Long-Term Maintenance

Radon mitigation systems are largely maintenance-free. The fan is the only component that will eventually wear out. Most fans carry a 5-year manufacturer’s warranty but commonly last 20 years or more with proper installation. You’ll know the fan has failed if the manometer gauge shows zero pressure difference, or if you can no longer hear or feel the fan running when you check it.
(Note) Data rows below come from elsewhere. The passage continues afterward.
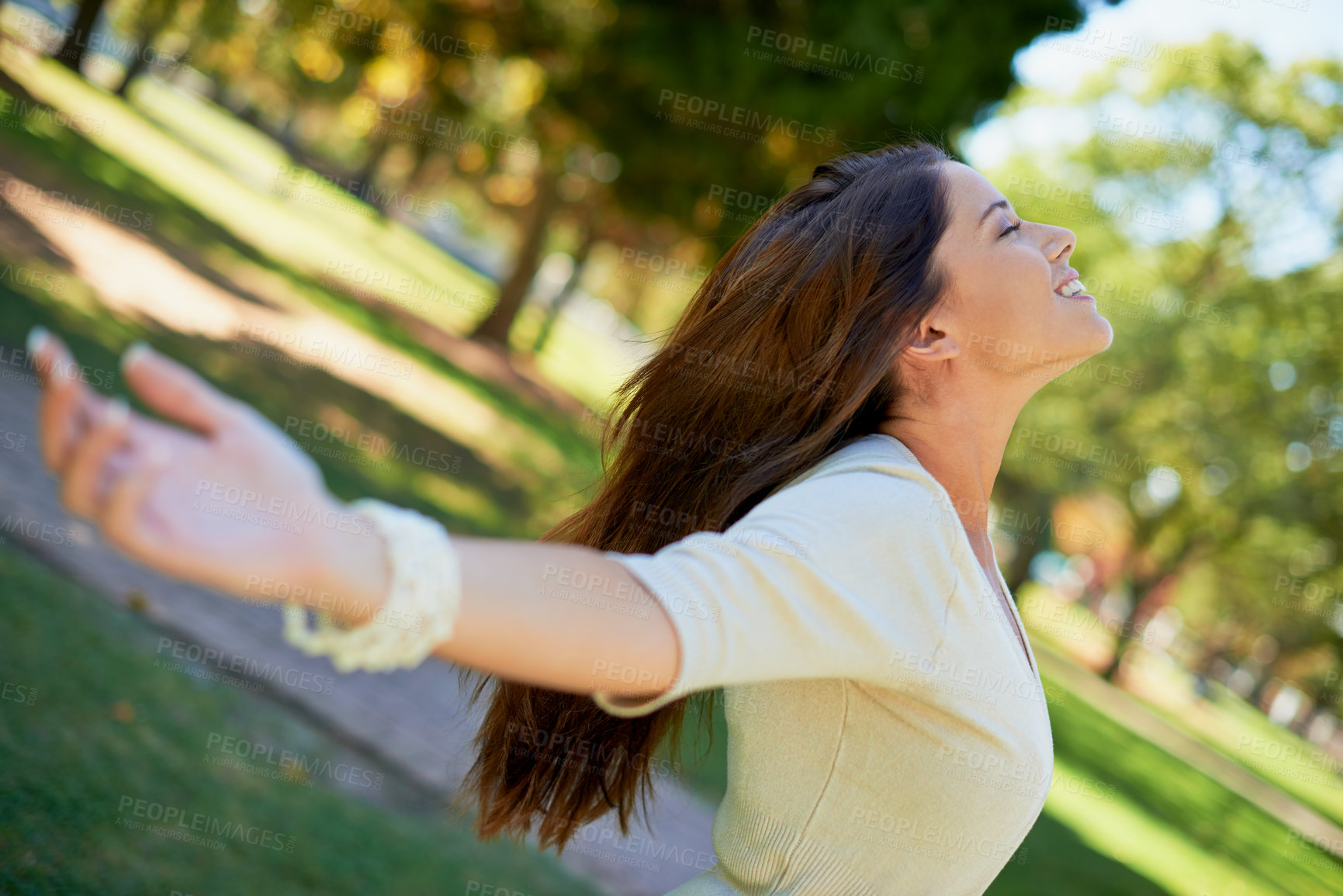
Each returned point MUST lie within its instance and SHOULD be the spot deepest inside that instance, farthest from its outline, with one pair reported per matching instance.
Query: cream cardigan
(887, 732)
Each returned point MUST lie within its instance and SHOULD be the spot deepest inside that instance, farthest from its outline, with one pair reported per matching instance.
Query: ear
(931, 344)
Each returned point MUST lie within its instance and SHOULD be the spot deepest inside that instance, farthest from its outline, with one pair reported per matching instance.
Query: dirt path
(413, 721)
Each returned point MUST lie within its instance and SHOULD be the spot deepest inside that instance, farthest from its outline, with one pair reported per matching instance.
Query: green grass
(1162, 825)
(1244, 735)
(105, 723)
(521, 465)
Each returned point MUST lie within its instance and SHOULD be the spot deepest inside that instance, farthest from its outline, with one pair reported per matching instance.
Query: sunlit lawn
(1247, 736)
(105, 723)
(517, 465)
(1123, 817)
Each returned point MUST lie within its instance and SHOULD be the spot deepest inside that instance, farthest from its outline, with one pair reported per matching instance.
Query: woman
(795, 510)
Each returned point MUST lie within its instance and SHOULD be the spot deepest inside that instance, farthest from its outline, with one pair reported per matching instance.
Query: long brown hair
(786, 352)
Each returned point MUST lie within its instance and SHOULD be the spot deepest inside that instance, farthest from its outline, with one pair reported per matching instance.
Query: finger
(176, 391)
(123, 517)
(64, 403)
(82, 477)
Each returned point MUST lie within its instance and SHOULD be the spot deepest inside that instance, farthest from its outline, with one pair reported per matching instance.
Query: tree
(1220, 405)
(75, 43)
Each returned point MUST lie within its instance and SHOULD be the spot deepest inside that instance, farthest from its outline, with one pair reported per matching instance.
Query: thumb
(176, 391)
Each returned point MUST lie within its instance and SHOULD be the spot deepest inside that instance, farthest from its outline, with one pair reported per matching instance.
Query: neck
(962, 442)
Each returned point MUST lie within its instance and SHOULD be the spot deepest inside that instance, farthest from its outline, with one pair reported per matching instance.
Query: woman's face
(1003, 310)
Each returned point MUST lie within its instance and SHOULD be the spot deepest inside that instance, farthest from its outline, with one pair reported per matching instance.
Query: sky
(1286, 31)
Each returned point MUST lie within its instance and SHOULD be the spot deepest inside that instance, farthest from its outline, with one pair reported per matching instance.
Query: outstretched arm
(227, 501)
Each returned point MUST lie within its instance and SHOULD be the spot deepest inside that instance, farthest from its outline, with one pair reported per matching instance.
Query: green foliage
(105, 721)
(1201, 330)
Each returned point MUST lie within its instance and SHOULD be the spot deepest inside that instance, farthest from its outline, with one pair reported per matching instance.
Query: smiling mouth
(1073, 289)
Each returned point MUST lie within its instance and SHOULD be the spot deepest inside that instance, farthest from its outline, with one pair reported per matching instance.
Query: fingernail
(133, 355)
(117, 411)
(38, 337)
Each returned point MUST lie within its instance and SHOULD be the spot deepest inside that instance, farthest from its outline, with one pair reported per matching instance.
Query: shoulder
(868, 501)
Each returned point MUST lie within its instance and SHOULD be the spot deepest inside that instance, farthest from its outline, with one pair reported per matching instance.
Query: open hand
(226, 501)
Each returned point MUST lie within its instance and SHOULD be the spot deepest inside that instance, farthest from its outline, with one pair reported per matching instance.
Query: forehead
(968, 194)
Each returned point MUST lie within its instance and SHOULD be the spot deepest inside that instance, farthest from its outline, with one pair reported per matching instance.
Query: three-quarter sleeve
(837, 576)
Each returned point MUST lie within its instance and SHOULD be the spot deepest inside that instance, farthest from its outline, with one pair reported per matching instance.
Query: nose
(1061, 244)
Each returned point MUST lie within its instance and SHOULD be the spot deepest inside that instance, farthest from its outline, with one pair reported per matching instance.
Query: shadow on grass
(1053, 861)
(57, 159)
(99, 738)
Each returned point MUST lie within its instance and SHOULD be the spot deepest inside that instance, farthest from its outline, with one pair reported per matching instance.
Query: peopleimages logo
(176, 824)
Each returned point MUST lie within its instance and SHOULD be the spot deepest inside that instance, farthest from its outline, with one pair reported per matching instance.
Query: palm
(234, 507)
(227, 503)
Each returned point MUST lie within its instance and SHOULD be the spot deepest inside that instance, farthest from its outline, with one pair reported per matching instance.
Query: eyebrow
(1001, 203)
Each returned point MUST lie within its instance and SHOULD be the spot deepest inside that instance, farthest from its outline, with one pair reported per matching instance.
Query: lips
(1069, 285)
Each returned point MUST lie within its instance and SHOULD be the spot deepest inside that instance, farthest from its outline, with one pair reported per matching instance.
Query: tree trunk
(145, 35)
(77, 42)
(514, 292)
(1157, 597)
(566, 292)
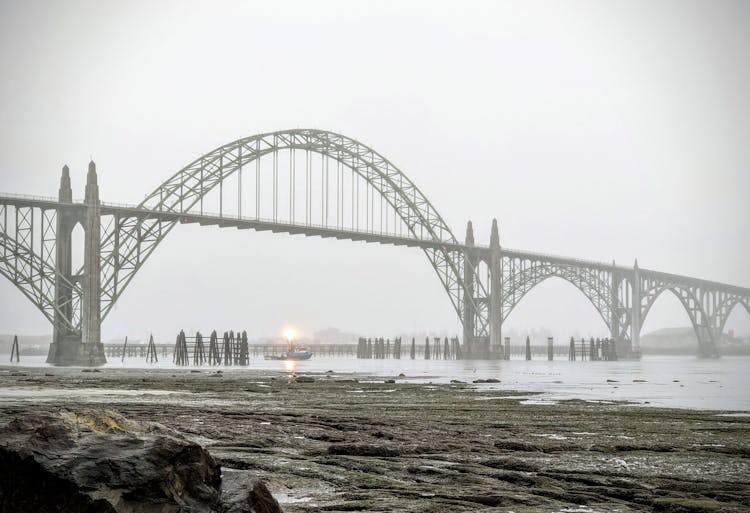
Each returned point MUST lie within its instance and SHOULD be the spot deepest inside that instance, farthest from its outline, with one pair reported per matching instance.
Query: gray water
(671, 381)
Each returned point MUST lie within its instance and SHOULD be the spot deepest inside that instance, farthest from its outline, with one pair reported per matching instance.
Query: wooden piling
(14, 350)
(124, 348)
(151, 356)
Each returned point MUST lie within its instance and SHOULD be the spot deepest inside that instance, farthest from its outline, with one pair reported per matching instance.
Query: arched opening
(261, 281)
(667, 328)
(77, 247)
(554, 308)
(735, 337)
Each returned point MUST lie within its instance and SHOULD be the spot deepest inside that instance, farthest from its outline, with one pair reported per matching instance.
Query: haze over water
(668, 381)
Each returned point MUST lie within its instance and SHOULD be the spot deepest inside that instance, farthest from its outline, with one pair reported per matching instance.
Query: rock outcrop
(94, 461)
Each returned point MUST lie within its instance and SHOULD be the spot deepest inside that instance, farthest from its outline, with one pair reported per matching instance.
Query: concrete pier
(69, 346)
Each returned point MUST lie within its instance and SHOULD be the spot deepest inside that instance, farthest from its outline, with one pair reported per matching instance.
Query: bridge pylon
(469, 312)
(78, 346)
(496, 305)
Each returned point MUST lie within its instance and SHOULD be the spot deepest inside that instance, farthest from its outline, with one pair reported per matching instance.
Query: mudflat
(327, 442)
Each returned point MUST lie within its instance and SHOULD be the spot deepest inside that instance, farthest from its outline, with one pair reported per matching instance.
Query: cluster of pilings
(232, 349)
(438, 349)
(596, 350)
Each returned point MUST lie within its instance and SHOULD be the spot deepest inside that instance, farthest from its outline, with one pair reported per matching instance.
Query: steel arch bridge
(315, 183)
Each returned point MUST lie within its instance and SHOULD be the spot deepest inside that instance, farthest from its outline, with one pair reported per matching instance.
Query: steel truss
(622, 296)
(127, 243)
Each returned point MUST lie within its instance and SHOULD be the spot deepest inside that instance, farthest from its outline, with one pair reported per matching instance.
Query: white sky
(600, 130)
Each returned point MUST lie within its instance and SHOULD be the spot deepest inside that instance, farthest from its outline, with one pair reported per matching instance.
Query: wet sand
(336, 444)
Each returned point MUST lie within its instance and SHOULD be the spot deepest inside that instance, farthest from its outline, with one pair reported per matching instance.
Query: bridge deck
(246, 223)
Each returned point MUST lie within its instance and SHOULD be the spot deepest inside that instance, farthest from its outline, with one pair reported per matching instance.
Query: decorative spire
(91, 176)
(469, 234)
(65, 193)
(494, 235)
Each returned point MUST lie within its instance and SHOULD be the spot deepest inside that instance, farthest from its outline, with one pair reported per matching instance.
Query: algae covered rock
(99, 461)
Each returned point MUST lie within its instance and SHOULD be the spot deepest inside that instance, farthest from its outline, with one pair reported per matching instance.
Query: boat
(298, 353)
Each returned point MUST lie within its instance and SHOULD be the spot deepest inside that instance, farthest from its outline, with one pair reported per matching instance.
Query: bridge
(313, 183)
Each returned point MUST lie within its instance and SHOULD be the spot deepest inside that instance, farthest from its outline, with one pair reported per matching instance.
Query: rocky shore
(332, 443)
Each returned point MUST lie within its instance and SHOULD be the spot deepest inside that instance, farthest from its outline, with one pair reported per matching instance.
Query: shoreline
(335, 444)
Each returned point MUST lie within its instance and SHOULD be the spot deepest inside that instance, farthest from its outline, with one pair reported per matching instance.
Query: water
(671, 381)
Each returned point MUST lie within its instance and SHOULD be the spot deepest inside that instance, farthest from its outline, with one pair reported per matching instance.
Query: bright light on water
(672, 381)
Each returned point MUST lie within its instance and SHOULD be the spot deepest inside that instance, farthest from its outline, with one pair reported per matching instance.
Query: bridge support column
(91, 324)
(495, 306)
(63, 337)
(635, 313)
(84, 347)
(469, 313)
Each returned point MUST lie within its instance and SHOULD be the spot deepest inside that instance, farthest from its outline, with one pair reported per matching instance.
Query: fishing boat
(294, 353)
(298, 353)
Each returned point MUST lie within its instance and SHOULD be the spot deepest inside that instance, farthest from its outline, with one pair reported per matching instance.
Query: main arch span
(315, 183)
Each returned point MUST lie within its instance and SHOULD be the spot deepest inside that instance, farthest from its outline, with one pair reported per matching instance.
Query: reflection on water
(290, 366)
(674, 381)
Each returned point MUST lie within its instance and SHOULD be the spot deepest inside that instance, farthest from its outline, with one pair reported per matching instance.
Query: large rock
(101, 462)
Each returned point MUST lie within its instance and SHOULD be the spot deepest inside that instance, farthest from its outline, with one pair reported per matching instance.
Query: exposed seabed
(333, 442)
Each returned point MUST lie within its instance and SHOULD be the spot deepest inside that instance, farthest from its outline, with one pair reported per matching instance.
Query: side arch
(704, 332)
(590, 283)
(36, 279)
(728, 307)
(128, 245)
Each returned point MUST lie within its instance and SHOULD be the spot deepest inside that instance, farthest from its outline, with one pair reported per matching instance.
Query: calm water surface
(673, 381)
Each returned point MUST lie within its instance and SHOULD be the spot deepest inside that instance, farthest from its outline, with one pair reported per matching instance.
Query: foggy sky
(597, 130)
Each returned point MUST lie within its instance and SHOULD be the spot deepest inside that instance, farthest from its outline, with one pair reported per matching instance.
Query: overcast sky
(599, 130)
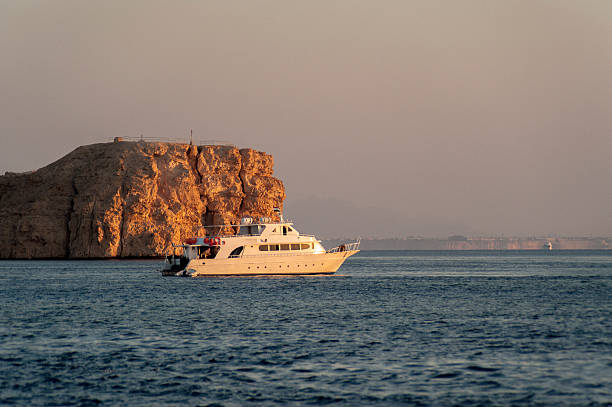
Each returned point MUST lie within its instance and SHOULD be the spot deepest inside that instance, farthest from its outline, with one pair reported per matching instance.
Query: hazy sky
(387, 118)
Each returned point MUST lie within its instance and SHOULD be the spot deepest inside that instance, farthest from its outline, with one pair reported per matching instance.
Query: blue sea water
(391, 328)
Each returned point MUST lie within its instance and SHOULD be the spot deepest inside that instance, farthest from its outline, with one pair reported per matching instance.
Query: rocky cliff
(131, 199)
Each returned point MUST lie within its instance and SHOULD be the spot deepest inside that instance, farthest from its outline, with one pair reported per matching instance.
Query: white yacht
(260, 247)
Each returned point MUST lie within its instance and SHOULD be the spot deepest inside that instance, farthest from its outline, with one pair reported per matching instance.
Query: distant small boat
(257, 248)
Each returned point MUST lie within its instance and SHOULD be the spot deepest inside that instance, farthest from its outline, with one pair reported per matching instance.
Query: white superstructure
(256, 248)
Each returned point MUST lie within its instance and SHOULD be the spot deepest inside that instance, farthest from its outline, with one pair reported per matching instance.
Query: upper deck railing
(345, 247)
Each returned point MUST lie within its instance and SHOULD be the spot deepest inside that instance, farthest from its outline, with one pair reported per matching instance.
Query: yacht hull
(278, 264)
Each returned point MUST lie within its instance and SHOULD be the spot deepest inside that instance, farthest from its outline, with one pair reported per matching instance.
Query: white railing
(345, 247)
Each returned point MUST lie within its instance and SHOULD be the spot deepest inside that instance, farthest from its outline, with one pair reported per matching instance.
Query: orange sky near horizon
(389, 118)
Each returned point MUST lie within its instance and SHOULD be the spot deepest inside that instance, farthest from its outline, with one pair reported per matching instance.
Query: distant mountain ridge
(131, 199)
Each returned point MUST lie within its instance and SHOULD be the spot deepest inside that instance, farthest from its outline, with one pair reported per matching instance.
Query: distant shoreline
(485, 243)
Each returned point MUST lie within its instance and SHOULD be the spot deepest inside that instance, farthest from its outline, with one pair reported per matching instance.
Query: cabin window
(237, 251)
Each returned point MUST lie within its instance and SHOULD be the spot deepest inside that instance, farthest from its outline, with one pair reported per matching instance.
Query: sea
(391, 328)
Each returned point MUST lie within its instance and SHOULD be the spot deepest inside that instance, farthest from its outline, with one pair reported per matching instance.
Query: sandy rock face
(131, 199)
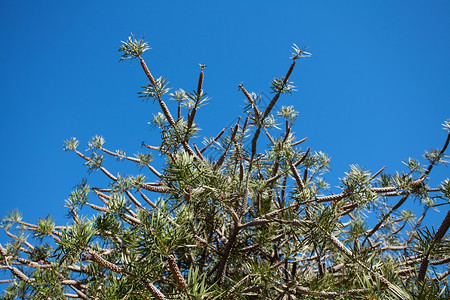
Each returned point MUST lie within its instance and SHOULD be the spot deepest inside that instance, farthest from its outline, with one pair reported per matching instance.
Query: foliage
(245, 224)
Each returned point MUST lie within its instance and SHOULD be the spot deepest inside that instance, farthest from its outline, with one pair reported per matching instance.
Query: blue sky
(375, 91)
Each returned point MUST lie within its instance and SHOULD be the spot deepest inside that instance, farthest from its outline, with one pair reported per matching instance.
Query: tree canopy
(256, 221)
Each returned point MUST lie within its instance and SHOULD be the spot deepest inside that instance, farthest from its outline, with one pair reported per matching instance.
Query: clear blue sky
(375, 91)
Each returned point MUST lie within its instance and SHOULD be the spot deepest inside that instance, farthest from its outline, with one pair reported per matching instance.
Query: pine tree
(255, 222)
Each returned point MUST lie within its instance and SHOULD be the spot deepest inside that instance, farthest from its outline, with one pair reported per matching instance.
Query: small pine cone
(104, 263)
(176, 272)
(155, 292)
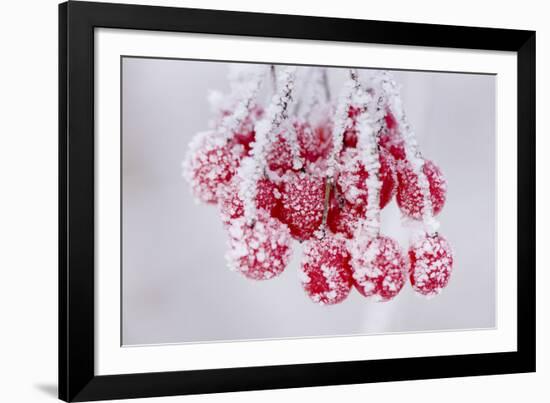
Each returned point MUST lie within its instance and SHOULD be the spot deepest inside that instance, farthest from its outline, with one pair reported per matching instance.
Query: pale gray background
(176, 287)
Check the visual indicator on your system a few times a year to make sure suction is still active. Beyond that, retest your home’s radon levels every two to three years. Soil conditions, foundation settling, and changes to your home’s ventilation can all shift radon entry over time. Testing kits are inexpensive and widely available at hardware stores or through state radon programs. A five-minute check every couple of years protects the investment you’ve already made.

Sealing Cracks Alone Is Not Enough

It’s tempting to think that caulking visible cracks in a basement floor will solve a radon problem. Sealing entry points helps improve the performance of a depressurization system by making it easier for the fan to maintain negative pressure beneath the slab, but sealing alone is not a reliable remediation strategy. Radon finds its way through microscopic pores in concrete, gaps at cold joints where walls meet the floor, and openings around utility penetrations that are impossible to seal completely. The EPA does not recommend crack sealing as a standalone fix for elevated radon.

Think of sealing as a complement to active depressurization, not a substitute. When both are in place, the system runs more efficiently, the fan works less hard, and the pressure field extends more uniformly beneath the entire slab.